However, dissatisfaction with this situation led some in the medical field, like French surgeon René Leriche, to propose innovative treatments during WWI. Leriche suggested first treating chronic pain patients with local injections of large amounts of procaine, a precursor of cocaine. If pain relief was achieved, the injections could be repeated over long periods, often resulting in remission.
In the 1960s, pain became a dedicated field of medicine, marked by the emergence of specialized research journals and associations like the International Association for the Study of Pain in the 1970s.
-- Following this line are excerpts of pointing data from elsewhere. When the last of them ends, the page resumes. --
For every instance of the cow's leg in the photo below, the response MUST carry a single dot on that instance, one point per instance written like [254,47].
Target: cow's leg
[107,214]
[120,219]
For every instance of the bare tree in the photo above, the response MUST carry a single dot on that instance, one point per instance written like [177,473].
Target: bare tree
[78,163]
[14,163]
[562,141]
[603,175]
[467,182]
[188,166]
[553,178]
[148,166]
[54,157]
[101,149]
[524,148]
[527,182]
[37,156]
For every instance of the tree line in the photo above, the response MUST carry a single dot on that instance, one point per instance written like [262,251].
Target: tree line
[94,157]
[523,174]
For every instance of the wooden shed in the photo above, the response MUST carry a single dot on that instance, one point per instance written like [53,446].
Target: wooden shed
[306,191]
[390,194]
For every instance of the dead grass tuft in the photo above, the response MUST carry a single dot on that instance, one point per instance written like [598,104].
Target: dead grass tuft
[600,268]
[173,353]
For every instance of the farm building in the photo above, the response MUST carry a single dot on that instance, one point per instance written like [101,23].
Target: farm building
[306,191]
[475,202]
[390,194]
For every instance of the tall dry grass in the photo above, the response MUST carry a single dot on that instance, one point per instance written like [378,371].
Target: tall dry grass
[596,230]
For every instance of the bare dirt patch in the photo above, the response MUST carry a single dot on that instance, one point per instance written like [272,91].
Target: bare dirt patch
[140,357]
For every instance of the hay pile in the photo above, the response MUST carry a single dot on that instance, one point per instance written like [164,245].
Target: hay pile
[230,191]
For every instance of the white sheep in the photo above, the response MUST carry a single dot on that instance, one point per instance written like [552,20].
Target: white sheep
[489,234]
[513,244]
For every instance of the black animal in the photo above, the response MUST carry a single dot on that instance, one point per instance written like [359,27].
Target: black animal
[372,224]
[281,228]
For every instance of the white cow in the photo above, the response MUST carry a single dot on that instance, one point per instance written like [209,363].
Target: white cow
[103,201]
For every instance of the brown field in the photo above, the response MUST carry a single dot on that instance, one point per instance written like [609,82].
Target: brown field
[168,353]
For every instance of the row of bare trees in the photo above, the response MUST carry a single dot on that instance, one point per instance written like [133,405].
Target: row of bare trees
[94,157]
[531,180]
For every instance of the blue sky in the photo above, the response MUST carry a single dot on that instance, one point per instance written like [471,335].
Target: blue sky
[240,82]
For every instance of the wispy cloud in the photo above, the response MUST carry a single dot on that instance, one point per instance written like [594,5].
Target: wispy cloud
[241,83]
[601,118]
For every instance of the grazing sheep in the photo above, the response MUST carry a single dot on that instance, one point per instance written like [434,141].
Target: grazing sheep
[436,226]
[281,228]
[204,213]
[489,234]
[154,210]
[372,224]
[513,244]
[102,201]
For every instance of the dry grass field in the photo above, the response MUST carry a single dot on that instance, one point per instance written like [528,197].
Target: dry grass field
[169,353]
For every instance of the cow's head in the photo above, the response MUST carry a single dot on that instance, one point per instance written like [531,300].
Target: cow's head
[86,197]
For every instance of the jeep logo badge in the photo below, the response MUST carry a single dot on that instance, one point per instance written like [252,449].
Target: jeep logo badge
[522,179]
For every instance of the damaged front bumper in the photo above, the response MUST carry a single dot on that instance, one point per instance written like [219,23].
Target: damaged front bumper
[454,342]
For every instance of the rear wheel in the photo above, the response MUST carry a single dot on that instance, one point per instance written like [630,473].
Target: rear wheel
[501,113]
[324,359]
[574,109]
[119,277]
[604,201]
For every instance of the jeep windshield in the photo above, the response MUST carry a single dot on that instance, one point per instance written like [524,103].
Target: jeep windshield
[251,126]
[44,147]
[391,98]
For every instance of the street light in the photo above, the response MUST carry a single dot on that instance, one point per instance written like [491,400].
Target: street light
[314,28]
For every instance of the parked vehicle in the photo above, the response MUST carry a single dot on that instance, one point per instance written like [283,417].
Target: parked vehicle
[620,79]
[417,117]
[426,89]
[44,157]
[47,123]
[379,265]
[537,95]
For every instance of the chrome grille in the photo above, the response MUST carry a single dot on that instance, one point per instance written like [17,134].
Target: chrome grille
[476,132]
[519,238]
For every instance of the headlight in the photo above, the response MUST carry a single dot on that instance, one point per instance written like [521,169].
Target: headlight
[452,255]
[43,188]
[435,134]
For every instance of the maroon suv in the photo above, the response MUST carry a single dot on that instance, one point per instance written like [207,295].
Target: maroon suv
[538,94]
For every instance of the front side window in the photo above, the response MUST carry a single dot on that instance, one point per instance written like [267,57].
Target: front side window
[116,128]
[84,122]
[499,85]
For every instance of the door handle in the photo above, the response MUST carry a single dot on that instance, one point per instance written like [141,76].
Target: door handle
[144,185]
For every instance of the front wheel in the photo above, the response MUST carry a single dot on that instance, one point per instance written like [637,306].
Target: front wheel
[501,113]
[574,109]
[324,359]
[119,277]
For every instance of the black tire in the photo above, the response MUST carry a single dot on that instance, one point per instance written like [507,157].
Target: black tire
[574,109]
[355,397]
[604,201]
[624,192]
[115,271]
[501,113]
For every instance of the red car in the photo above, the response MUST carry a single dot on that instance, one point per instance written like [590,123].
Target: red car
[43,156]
The 1980s saw debates on the incidence of addictive behaviour associated with opioids, yet they saw widespread use for long-term pain treatment. In 1982, the World Health Organization introduced guidelines for physicians, recommending a regular schedule of analgesics from nonsteroidal anti-inflammatory drugs to weak opiates like codeine, reserving strong opiates to the strongest forms of pain.
Over the last 30 years, adjunct therapies to opioids for treating chronic pain came to prominence, such as cognitive-behavioural therapies, which assumes that "individuals are active information processors able to change the way they think, feel, and believe." These programs have proven effective at improving mood and decreasing pain disability. However, they have also been criticized for shifting the burden onto the patient, requiring them to alter their own cognition and behaviour for pain relief.
Finally, observations of tricyclic antidepressants increasing levels of available norepinephrine were noted to alleviate chronic pain in depressed patients, supposedly by interacting with endorphin-mediated analgesia.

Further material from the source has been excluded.